This whole article is very brief and worth a read, but a few (what the fuck among all of the what the actual fuck) mentions:
Paul Weyrich: Co-founder and first Heritage president, Weyrich was a long-time associate of the John Birch Society. Weyrich left Heritage in 1974 to found the Free Congress Foundation, an activist group that still works closely with Heritage. Convicted Nazi war criminal Lazlo Pasztor works out of FCF’s Washington office, maintaining links to Eastern European organizations with roots in wartime pro-Nazi organizations (Russ Bellant, The Coors Connection). In 1993, Weyrich launched the right-wing cable TV channel National Empowerment Television.
According to formerly conservative journalist Michael Lind (Dissent, Winter/95), Weyrich recently circulated a proposal to fellow right-wingers “that the federal government secretly lace illegal drugs with substances like rat poison and release them into the black market.”
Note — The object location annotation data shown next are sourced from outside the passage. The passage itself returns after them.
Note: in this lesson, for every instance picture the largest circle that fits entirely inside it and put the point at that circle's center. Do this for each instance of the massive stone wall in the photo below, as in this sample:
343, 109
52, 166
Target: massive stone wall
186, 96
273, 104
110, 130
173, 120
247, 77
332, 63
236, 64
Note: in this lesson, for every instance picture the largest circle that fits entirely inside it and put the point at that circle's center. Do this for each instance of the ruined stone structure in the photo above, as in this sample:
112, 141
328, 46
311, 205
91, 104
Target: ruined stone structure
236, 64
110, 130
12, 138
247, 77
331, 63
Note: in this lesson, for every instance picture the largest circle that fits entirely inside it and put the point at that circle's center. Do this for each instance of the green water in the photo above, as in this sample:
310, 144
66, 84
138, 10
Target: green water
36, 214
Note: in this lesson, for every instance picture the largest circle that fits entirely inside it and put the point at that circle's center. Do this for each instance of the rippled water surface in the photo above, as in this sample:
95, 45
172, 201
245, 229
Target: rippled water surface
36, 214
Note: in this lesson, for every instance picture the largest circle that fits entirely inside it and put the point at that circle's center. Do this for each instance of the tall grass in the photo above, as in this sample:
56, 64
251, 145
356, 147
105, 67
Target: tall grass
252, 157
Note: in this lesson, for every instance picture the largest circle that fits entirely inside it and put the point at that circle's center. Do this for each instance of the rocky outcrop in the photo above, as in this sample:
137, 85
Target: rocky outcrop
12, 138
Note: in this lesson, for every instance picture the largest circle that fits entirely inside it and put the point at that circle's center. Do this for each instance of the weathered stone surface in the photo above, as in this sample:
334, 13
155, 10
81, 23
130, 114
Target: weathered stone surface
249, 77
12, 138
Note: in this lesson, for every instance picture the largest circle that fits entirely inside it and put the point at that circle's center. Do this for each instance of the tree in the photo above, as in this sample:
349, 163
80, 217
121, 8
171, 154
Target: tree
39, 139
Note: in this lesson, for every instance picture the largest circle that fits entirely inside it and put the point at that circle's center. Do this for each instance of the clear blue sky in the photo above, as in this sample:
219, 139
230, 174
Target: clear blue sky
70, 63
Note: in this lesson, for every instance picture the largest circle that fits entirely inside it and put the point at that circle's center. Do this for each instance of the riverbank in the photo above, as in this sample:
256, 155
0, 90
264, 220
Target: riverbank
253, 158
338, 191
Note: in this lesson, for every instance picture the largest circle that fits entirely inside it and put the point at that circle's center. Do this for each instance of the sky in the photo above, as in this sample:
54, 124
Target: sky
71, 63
Ernest Lefever: At the time a Heritage boardmember, Lefever’s 1981 nomination for assistant secretary of State for human rights was withdrawn after an article by Lefever in Policy Review showed he was opposed to the idea of diplomatic human rights efforts. During his unsuccessful confirmation hearings, Lefever’s own brother called him a racist. While Lefever considers himself an ethicist, his own organization, the Public Policy Center, took financial support from apartheid South Africa (Washington Post, 3/6/81) and supported the white minority government of Rhodesia (Wall Street Journal, 6/2/76).
Sam Francis: Heritage’s former expert on international terrorism saw his column terminated by the right-wing Washington Times in 1995, when it was revealed that he had called for whites to “reassert our identity and our solidarity, and we must do it in explicitly racial terms through the articulation of a racial consciousness as whites” (Washington Post, 9/24/95, 10/19/95).
Dinesh D’Souza: Editor of Heritage’s Policy Review from 1985 to 1987, D’Souza is still a contributing editor at the magazine. D’Souza first gained notoriety as editor of the collegiate Dartmouth Review, which published under his leadership “Dis She Ain’t No Jive,” a racist parody of black students, and a puff interview of white supremacist David Duke, accompanied by a depiction of a hanging black man (John K. Wilson, The Myth of Political Correctness).